Tra l’estate 1992 e 1993 due liguri, hanno fatto la transizione Genoa-Milan e sono stati due ottimi colpi, Stefano Eranio e Cristian Panucci.
Il primo tuttocampista, ha giocato ovunque ( rossonero dal 1992-1997)in mezzo al campo dove c’era bisogno si adattava, piede educato con cross pennellati al millimetro.
Nei 4 gol di Van Basten al Goteborg del novembre 1992, l’assist per l’antologica rovesciata è stato di Eranio, suo anche il cross per Massaro nel colpo di testa alla Samp della stagione successiva a San Siro nella sfida scudetto vinta 1-0.
Sempre nella stagione 93-94 gol con fondamentale alla Juve al Delle Alpi con un esercizio di stretching, poi un infortunio al tendine lo ha estromesso dalla finale di Atene e dai mondiali di Usa 94.
Cristian Panucci fu voluto da Capello e appena ventenne venne messo a destra per alternarsi prima e sostituire poi un certo Mauro Tassotti.

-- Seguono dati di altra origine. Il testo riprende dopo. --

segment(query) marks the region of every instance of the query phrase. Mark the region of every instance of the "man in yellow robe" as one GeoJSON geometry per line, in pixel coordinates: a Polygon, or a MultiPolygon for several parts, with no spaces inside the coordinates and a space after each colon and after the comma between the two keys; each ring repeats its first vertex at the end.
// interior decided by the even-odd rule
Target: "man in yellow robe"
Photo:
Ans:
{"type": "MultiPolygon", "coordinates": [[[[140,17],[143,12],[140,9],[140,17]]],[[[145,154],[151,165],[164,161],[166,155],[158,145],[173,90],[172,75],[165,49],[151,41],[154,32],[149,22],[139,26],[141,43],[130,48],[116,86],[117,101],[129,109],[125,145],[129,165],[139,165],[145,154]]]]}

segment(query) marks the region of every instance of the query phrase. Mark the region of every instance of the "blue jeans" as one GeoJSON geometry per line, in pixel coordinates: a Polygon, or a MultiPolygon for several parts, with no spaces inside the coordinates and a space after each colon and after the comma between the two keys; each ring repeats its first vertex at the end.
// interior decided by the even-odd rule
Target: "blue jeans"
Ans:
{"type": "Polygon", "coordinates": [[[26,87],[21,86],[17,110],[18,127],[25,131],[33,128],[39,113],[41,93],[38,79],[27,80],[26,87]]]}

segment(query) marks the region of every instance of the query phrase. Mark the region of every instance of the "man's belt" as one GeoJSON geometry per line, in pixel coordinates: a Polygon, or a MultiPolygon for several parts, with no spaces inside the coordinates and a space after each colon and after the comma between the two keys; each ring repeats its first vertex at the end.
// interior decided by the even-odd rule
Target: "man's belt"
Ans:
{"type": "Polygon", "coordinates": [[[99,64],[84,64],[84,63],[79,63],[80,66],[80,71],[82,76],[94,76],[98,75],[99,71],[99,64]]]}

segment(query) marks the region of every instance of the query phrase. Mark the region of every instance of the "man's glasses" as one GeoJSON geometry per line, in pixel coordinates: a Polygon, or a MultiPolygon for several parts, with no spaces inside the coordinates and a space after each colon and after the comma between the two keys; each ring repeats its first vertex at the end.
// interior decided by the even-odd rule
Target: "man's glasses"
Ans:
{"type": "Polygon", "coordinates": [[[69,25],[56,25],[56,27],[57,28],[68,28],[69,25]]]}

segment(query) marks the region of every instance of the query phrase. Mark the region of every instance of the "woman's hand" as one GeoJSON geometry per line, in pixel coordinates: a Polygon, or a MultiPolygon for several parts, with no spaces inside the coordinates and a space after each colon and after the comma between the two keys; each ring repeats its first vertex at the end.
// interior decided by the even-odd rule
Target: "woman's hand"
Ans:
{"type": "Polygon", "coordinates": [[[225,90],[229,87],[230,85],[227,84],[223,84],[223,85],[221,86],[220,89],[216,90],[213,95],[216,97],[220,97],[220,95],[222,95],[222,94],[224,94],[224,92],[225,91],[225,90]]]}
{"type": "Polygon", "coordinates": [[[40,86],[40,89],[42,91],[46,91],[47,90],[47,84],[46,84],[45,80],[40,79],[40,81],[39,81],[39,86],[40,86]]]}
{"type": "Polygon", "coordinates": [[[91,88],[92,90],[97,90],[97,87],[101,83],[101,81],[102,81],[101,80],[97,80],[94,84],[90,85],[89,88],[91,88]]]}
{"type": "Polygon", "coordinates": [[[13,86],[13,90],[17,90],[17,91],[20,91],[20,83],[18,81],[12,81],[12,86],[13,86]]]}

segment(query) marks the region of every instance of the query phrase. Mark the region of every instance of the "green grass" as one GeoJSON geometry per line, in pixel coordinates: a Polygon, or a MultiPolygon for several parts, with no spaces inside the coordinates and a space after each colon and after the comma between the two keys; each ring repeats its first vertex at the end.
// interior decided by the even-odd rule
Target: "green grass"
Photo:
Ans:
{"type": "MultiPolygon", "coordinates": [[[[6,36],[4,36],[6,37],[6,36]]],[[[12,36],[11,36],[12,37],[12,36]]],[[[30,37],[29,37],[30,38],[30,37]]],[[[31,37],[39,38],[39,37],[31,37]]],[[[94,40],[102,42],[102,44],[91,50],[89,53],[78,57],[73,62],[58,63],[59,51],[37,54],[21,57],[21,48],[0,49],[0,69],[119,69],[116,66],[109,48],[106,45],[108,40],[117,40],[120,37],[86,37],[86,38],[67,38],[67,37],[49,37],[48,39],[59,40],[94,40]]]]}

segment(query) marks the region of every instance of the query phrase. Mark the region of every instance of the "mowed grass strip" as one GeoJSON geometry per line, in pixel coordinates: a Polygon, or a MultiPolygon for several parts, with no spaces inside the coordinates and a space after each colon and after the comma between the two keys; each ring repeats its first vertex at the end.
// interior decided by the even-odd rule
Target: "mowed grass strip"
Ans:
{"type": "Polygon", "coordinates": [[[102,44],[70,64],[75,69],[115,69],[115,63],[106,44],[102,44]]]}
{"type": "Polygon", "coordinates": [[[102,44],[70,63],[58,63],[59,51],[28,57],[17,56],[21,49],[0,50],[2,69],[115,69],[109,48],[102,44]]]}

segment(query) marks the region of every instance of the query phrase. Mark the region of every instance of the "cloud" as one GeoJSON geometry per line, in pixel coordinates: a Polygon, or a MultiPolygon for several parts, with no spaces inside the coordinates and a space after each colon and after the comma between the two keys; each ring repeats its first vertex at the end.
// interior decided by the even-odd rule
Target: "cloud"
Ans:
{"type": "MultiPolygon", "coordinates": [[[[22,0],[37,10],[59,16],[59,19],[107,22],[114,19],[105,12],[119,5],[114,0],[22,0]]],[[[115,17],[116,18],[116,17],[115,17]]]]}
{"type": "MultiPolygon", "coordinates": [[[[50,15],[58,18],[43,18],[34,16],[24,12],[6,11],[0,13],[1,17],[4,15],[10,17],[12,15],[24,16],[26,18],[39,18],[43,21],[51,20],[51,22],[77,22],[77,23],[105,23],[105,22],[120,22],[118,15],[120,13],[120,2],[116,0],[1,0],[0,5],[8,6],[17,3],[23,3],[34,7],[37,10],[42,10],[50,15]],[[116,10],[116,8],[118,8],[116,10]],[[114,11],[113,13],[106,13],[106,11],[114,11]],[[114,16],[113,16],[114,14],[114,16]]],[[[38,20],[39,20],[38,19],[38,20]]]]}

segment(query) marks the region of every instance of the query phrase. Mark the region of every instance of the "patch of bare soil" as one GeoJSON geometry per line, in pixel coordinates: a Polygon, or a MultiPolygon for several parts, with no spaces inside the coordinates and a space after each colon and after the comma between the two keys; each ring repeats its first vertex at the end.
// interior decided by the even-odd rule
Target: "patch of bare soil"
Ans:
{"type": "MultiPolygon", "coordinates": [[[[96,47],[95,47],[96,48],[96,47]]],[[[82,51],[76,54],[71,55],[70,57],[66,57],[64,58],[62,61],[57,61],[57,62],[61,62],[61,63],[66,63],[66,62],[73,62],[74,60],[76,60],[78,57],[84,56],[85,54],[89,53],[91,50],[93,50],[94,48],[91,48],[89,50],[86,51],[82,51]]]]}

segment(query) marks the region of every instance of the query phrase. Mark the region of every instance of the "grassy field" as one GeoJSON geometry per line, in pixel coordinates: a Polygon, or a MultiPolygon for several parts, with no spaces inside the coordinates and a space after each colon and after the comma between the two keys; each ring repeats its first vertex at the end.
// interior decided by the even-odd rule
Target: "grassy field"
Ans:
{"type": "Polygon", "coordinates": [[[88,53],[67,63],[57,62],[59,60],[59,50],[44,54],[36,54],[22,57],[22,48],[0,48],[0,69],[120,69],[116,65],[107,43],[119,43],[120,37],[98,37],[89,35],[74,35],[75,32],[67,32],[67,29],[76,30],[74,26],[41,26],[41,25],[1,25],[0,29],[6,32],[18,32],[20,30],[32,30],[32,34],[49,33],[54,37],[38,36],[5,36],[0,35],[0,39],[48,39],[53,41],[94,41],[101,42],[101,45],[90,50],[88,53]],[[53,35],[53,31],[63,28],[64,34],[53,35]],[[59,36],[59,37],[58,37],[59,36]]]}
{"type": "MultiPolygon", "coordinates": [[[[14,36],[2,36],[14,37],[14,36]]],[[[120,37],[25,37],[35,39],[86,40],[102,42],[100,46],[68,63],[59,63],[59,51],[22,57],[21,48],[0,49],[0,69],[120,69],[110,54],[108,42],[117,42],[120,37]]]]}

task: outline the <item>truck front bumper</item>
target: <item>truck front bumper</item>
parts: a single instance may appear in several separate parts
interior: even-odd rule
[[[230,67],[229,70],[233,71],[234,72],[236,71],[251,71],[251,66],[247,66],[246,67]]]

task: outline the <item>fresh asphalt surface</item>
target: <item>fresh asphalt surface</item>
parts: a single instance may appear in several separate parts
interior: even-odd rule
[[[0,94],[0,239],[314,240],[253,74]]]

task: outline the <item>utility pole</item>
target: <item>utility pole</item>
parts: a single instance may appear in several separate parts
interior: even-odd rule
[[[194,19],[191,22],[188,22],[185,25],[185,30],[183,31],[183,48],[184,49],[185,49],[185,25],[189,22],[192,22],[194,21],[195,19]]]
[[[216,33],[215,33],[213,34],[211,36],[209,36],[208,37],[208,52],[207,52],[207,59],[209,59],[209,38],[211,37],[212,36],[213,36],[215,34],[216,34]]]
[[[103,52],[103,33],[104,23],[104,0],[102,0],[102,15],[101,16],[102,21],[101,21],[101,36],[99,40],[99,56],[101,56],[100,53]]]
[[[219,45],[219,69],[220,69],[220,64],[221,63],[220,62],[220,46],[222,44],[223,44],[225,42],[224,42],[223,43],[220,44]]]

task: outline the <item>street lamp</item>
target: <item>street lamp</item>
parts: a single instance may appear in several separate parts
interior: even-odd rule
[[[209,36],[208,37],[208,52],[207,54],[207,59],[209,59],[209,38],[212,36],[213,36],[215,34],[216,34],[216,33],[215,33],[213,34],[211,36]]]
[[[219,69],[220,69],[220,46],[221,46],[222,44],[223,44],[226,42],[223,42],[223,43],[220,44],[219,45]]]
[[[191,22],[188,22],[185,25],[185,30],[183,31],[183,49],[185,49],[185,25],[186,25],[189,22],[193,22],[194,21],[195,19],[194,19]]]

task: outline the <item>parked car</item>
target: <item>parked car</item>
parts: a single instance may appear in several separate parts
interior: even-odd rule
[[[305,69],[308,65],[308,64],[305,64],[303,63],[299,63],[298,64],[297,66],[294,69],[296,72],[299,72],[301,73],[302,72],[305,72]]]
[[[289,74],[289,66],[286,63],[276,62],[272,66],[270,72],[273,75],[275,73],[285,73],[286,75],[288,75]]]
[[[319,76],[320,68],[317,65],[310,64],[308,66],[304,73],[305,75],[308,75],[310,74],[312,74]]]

Eccellente terzino destro con una spiccata dote del gol, bravissimo nell’inserimento di testa.
Lui dichiarato tifoso interista, segnò il primo gol in rossonero nel derby di andata vinto 1-2, proprio grazie ad un avvitamento, beffò Zenga.
Carattere fumantino, non si prendeva con Sacchi arrivato nel dicembre 1996, dopo nemmeno un mese, prese un areo per Madrid per tornare da Fabio Capello.